Hayati Çam, açıklamasında şu ifadelere yer verdi:
"Bildiğimiz gibi gerek ülkemiz gerekse ilimiz farklı inanç ve kültürlerin harmanlamış bir halidir. Hal böyle olunca devlet yetkililerinin her zamankinden daha adil ve eşitlikçi olması ülke huzuru için son derece önem arz etmektedir.
Mübarek ramazan ayını yaşadığımız şu tarihlerde Çorum Valiliği bu sene yıllardır süregelen uygulamaya rağmen İl Gıda, Tarım ve Hayvancılık Müdürlüğünün 21/04/2015 tarihinde yapılan denetiminde eksikliklerin giderilmesi için 21/05/2015 tarih ve 5847 sayılı yazılarında bildirilmiş, bu eksiklikler;
- Tavanda oluşan küflerin giderilmesi
- Gıda konulan ambalajların gıda ile teması uygun malzemeden seçilmesi,
- Deponun düzenlenmesi, hammaddelerin altlarına palet konulması,
- Bıçak sterilizasyon dolabı alınarak, bıçakların dolap içerisinde muhafazasının sağlanması,
- İşletme girişinde temiz bone galoş bulundurulması gerekçeleri gösterilmek suretiyle önce yemekhane ramazan boyunca kapatılmış ayrıca Valilik çay ocağı kapatılmıştır.
Ancak ne hikmetse vali yardımcılarına ait çay ocağı hiç kapatılmamıştır. Görüşmeler sonucunda Valilik çay ocağı tekrar açılmıştır. Yemekhane kapatılmış ama alternatif yer örneğin Defterdarlık veya Milli Eğitim Müdürlüğü yemekhaneleri açılıp gösterilmemiştir.
Yemekhanenin 10 günden beri kapalı olması Valilik de çalışan ister oruç tutsun isterse oruç tutunmayan tüm memurları da üzmüştür.

DİNDE ZORLAMA YOKTUR
Dinimizce de belirtildiği gibi bayanların özel halleri nedeniyle oruç tutamadıkları dönemler bulunmaktadır. Nüfusun yarısı bayanlardan oluşmaktadır. Memurların arasında yaşlılar ve hastalar bulunmakta, bunlar tansiyon ve benzeri rahatsızlıklar nedeniyle ilaç içmek zorunda kalmaktadır, doğal olarak oruç tutamamaktadır.  Bunları yetkililerin iyi bilemesi gerekir. Kaldı ki dinimiz zorlama dini değildir.

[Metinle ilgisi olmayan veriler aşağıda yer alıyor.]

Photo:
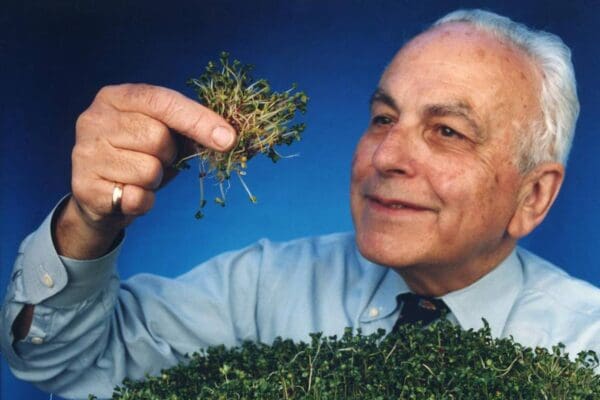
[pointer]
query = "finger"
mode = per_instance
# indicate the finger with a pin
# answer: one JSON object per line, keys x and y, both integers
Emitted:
{"x": 140, "y": 133}
{"x": 97, "y": 198}
{"x": 131, "y": 167}
{"x": 173, "y": 109}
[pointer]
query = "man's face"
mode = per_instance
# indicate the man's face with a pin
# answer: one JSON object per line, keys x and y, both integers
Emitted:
{"x": 434, "y": 178}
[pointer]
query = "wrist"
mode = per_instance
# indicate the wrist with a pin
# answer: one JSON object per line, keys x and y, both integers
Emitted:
{"x": 76, "y": 235}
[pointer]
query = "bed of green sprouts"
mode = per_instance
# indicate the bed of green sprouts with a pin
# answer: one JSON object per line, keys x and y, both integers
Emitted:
{"x": 440, "y": 361}
{"x": 262, "y": 118}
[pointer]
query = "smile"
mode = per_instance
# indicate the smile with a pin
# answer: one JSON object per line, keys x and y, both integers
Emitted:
{"x": 394, "y": 206}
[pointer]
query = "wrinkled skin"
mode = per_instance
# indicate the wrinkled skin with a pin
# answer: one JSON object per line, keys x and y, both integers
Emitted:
{"x": 436, "y": 191}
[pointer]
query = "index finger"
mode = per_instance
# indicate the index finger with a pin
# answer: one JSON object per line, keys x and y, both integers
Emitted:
{"x": 175, "y": 110}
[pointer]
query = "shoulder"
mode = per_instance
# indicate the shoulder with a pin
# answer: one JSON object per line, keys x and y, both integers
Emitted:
{"x": 554, "y": 307}
{"x": 545, "y": 280}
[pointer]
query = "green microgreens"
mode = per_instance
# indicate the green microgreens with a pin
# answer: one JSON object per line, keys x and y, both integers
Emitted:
{"x": 261, "y": 117}
{"x": 440, "y": 361}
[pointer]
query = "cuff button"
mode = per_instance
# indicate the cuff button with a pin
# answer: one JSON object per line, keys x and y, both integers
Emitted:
{"x": 48, "y": 281}
{"x": 37, "y": 340}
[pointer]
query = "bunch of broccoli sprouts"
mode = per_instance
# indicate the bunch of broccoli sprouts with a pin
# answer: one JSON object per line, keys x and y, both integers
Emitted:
{"x": 261, "y": 117}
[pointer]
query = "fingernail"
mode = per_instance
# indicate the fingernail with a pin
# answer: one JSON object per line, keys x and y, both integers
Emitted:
{"x": 222, "y": 137}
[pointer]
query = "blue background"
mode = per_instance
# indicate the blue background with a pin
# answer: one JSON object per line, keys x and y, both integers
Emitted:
{"x": 54, "y": 56}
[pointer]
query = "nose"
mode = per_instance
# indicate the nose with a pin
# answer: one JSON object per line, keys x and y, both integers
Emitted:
{"x": 396, "y": 153}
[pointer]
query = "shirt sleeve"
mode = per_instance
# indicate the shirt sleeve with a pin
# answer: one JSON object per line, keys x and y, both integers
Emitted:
{"x": 90, "y": 330}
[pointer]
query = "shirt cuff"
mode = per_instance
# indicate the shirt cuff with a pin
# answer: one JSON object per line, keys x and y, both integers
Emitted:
{"x": 56, "y": 280}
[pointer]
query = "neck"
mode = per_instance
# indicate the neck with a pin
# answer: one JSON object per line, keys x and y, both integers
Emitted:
{"x": 439, "y": 279}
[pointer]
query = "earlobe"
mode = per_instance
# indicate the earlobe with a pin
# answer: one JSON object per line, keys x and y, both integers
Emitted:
{"x": 539, "y": 189}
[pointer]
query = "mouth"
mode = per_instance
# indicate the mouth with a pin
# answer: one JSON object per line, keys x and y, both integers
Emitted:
{"x": 394, "y": 205}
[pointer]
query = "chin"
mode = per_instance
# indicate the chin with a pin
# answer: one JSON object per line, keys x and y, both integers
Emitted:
{"x": 387, "y": 250}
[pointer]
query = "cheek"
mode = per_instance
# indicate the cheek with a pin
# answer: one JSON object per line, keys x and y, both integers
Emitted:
{"x": 362, "y": 158}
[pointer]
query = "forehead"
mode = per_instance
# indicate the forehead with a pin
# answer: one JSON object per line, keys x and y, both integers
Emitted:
{"x": 458, "y": 62}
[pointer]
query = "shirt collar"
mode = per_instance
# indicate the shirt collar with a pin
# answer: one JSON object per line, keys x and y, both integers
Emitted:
{"x": 383, "y": 302}
{"x": 491, "y": 297}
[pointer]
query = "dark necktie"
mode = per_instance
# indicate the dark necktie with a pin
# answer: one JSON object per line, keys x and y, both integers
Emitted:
{"x": 415, "y": 308}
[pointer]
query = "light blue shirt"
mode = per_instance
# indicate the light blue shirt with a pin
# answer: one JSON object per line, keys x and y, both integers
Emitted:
{"x": 90, "y": 330}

Avrupa İnsan Hakları Sözleşmesi 9. Maddesinde Düşünce, Vicdan ve Din Özgürlüğü başlığında “Herkes düşünce, vicdan ve din özgürlüğüne sahiptir. Bu hak, din veya inanç değiştirme özgürlüğü ile tek başına veya topluca, açıkça veya özel tarzda ibadet, öğretim, uygulama ve ayin yapmak suretiyle dinini veya inancını açıklama özgürlüğünü de içerir" denilmekte, yine Anayasanın din ve vicdan hürriyeti başlıklı 24. Maddesinde “Herkes, vicdan, dinî inanç ve kanaat hürriyetine sahiptir. Kimse, ibadete, dinî âyin ve törenlere katılmaya, dinî inanç ve kanaatlerini açıklamaya zorlanamaz; dinî inanç ve kanaatlerinden dolayı kınanamaz ve suçlanamaz. Kimse, devletin sosyal, ekonomik, siyasî veya hukukî temel düzenini kısmen de olsa, din kurallarına dayandırma veya siyasî veya kişisel çıkar yahut nüfuz sağlama amacıyla her ne suretle olursa olsun, dini veya din duygularını yahut dince kutsal sayılan şeyleri istismar edemez ve kötüye kullanamaz” hükmü bulunmaktadır.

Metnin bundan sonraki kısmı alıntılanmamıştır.